What is a tensor’s shape?
For computing purposes, tensors are really nothing more than a bunch of floating point values and meta-data associated with those values. Conceptually, the floating point values are typically arranged into \(n\)-dimensional rectangular arrays, where \(n\) is the number of mode s in the tensor. A tensor’s shape describes this hyper-rectangular array’s layout.
Why do we need a tensor’s shape?
A tensor’s shape is arguably the most primitive meta-data associated with the tensor. Without the shape of the tensor we do not know how to access elements or lay them out in memory.
Shape Considerations
- Basic operations
The unifying theme of objects in the shape component is that they describe the layout of the hyper-rectangular array of values. This means they need to represent:
- Nested
While a nested tensor may seem exotic, in practice, distributed tensors are often implemented by nesting (ideally the user need not be aware of such nesting aside from possibly specifying it at construction). Nesting, also occurs naturally when discussing sparsity.

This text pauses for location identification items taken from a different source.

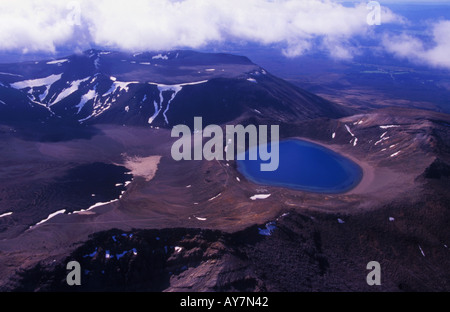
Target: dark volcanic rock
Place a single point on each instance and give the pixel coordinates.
(437, 170)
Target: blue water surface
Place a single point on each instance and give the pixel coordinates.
(305, 166)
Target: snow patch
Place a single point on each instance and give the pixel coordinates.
(57, 62)
(421, 251)
(5, 214)
(47, 81)
(160, 56)
(349, 131)
(71, 89)
(52, 215)
(85, 98)
(270, 227)
(389, 126)
(260, 196)
(212, 198)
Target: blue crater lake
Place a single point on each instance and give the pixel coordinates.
(305, 166)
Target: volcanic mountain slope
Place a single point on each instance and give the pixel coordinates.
(196, 225)
(157, 89)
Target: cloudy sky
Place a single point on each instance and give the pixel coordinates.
(296, 26)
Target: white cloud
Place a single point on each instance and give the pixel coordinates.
(136, 25)
(416, 50)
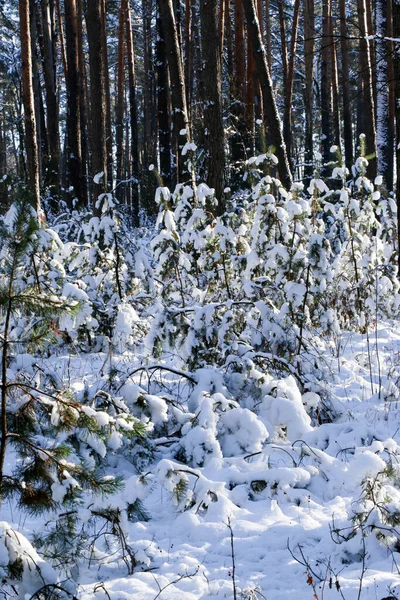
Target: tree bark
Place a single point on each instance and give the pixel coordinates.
(119, 103)
(133, 120)
(366, 105)
(73, 149)
(52, 176)
(382, 94)
(347, 118)
(239, 86)
(164, 133)
(180, 120)
(271, 115)
(214, 136)
(28, 102)
(97, 97)
(309, 32)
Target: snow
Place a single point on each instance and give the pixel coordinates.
(269, 401)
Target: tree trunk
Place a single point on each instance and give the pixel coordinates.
(178, 95)
(271, 115)
(289, 78)
(392, 101)
(309, 32)
(382, 98)
(133, 119)
(28, 102)
(396, 66)
(107, 97)
(119, 103)
(73, 150)
(326, 86)
(239, 87)
(83, 102)
(214, 138)
(347, 119)
(97, 97)
(366, 107)
(164, 134)
(52, 176)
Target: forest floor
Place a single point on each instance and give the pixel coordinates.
(273, 527)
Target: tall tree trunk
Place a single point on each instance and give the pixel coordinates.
(308, 18)
(271, 114)
(392, 102)
(73, 150)
(268, 36)
(326, 85)
(396, 66)
(334, 85)
(164, 134)
(347, 119)
(178, 95)
(133, 120)
(97, 97)
(28, 102)
(61, 34)
(382, 97)
(107, 94)
(83, 103)
(119, 103)
(289, 77)
(239, 86)
(37, 97)
(188, 56)
(214, 138)
(366, 106)
(52, 176)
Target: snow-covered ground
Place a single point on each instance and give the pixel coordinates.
(275, 523)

While nestings can be flattened (e.g., a smooth matrix of matrices can just be treated as a rank 4 tensor and a smooth matrix of jagged matrices can be treated as a single jagged rank 4 tensor) doing so destroys the mode partitioning information.
Mode partitioning information is needed for providing hints to the backend pertaining to slicing operations and hierarchical memory layouts.
- Jagged-ness
A truly jagged shape (one where slices along the same mode have different shapes) require special treatment.
Requires the tensor be at least rank 2 to be truly jagged.
Must have smooth slices of at least rank 1, but could have higher-rank smooth slices, e.g., a jagged rank 3 tensors could have smooth matrices as elements.
A jagged tensor of rank \(r\), which has smooth slices of rank \(s\) must minimally be viewed as having \(r-s\) layers
A key use of jagged shapes is for tiling tensors.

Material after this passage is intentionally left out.